A vida rural foi um marco muito forte na formação da sociedade brasileira. A estrutura
de nossa sociedade colonial era rural, já que quem detinha o poder na época colonial
eram os senhores rurais.
Em 1850 instaura-se a lei Eusébio proibindo o tráfico de escravos. Entre 1851 e 1855 há
notável crescimento urbano por causa das construções das estradas de ferro. O
progresso chegando, o café como nova fonte de capital e os filhos de fazendeiros sendo
mandados para nas cidades estudarem. Dessa classe rica e intelectual veio um progresso
social que demoliu suas próprias bases: a escravidão. A partir daí, os capitais ociosos do
tráfico foram para as cidades, para investimentos e especulações.
Aqui nessa época Sérgio Buarque enfoca a enorme incompatibilidade entre o mundo
tradicional e o moderno, entre rural e urbano. O Brasil não tinha estrutura econômica,
política e social para desenvolver a indústria e o comércio. Os homens do campo que
migravam para a cidade eram os mais importantes, os colonos que diziam que o
trabalho físico não dignificava o homem, mas sim o intelectual. Dessa forma, é possível
imaginar as dificuldades que chegaram com a Revolução Industrial, onde o homem vira
máquina.
Assim, a vida na cidade se desenvolveu de forma desorganizada e prematura, o que nos
leva ao capítulo seguinte: o estudo da importância da cidade como instrumento de
dominação e como ela foi fundada nesse sentido.

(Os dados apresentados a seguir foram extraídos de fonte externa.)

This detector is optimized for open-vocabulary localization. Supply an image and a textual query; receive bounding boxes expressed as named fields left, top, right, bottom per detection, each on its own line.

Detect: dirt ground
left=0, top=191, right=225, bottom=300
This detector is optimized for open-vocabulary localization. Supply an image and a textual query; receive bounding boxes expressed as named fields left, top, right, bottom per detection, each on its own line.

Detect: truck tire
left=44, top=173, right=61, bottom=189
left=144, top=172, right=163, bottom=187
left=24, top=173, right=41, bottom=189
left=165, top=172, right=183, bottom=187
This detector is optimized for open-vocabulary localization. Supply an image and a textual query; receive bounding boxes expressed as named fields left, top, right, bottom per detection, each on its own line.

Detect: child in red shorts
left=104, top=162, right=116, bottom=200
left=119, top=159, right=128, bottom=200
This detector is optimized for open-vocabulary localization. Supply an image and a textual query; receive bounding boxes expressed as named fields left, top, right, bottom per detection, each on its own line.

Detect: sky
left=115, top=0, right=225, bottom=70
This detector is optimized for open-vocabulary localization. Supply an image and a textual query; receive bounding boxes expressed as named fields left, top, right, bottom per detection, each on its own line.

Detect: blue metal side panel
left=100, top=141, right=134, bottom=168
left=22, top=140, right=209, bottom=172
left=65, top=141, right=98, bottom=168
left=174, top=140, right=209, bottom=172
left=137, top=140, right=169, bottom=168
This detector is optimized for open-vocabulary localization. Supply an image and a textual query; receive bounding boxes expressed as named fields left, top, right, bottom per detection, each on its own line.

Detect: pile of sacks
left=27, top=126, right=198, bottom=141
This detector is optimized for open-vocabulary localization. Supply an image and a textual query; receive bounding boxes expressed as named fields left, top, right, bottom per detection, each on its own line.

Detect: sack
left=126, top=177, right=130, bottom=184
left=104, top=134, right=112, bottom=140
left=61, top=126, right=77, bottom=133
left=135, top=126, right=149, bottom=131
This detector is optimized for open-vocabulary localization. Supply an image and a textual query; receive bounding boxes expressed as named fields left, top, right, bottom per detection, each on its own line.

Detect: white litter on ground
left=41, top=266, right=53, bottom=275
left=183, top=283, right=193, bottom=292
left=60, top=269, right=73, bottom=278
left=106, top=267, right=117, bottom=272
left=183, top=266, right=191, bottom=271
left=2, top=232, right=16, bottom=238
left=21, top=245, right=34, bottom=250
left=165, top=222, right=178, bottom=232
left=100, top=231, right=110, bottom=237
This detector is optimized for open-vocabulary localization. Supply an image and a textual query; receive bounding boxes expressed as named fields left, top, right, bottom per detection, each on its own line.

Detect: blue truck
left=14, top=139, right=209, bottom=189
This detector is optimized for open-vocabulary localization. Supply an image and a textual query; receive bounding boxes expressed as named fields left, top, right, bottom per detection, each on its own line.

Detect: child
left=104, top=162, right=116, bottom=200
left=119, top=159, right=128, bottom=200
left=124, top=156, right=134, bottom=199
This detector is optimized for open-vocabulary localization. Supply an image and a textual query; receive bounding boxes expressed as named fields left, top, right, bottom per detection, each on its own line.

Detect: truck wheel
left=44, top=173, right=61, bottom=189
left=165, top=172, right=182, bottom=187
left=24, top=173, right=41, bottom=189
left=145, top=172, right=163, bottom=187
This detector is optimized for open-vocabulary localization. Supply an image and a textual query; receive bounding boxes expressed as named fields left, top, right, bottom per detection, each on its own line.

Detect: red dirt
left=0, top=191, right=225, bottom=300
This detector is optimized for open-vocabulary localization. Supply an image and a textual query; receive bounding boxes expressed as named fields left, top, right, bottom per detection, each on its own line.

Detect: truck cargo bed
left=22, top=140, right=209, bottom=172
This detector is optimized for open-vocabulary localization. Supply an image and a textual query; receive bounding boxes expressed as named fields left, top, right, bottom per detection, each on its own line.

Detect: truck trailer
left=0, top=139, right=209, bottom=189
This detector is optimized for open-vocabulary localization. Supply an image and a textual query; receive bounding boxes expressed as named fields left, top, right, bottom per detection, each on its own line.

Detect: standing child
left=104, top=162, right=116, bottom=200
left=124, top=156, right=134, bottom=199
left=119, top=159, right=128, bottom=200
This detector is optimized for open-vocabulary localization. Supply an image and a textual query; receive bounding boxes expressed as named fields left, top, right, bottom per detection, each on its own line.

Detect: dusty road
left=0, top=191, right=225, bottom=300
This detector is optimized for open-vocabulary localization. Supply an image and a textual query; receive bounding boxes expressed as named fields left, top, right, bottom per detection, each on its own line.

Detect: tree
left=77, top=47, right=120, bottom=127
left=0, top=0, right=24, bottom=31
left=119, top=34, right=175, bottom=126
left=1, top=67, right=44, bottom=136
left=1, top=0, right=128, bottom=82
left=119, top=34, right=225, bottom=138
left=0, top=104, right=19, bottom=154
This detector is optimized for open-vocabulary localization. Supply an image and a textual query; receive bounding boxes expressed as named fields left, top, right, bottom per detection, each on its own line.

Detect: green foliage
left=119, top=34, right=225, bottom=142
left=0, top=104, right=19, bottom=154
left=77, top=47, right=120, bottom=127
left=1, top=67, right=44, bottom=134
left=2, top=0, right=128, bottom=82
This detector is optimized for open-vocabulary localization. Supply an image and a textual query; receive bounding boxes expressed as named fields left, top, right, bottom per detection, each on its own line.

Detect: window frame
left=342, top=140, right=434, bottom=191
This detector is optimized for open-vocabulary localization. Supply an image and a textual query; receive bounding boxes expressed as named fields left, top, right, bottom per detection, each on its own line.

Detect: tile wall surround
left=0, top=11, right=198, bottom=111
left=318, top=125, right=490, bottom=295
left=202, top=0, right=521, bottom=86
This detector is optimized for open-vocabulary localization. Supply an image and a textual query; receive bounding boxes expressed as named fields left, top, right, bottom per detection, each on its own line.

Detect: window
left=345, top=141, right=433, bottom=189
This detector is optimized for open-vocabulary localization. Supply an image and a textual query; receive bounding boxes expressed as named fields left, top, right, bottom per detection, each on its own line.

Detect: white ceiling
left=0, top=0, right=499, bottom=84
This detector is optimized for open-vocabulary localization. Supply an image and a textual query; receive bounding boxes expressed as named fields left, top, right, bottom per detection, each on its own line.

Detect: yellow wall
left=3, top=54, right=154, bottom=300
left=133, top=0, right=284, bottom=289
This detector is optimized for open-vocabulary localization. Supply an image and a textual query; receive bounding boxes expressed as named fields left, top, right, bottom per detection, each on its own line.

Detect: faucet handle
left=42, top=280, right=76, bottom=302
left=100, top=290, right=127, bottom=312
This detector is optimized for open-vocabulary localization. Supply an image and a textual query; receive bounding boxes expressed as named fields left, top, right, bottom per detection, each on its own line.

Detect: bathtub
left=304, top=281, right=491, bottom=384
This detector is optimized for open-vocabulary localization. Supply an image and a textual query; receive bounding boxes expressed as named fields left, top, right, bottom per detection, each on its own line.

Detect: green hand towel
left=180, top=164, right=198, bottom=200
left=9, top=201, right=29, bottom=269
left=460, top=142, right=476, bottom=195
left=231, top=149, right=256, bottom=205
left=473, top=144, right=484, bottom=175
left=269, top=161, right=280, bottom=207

Aqui Sérgio Buarque prende-se um pouco nas colonizações portuguesa e espanhola,
identificando-os como semeador e ladrilhador. O ladrilhador seria o espanhol que
coloniza parte da América construindo cidades planejadas, com a intenção de
estabelecer um prolongamento estável na Metrópole. Suas cidades eram construídas nas
regiões internas do continente tomando conta, assim, de toda cultura local.
Os portugueses, semeadores, agarraram-se ao litoral semeando cidades irregulares, sem
ordem e sem objetivos fortes de dominar a cultura do local, norteados por uma política
de feitoria, querendo fortuna rápida para tornarem-se nobres.
A urbanização no Brasil, irregular que foi, criou um desequilíbrio social. O peso da
família tradicional dificultou a formação da sociedade urbana moderna.
No Brasil, círculo familiar e família patriarcal, muitas vezes são confundidos com
Estado. Sérgio Buarque afirma e reafirma que são completamente diferentes, explicando
que um comportamento pessoal e familiar não funciona numa burocracia democrática,
pois um é individual e o outro é coletivo, um é privado e o outro é público.
“O Estado não é uma ampliação do círculo familiar e, ainda menos, uma integração de
certos agrupamentos, de certas vontades particularistas, de que a família é o melhor
exemplo. (…) Há nesse fato um triunfo do geral sobre o particular, do intelectual sobre
o material, do abstrato sobre o corpóreo e não uma depuração sucessiva” (p. 101).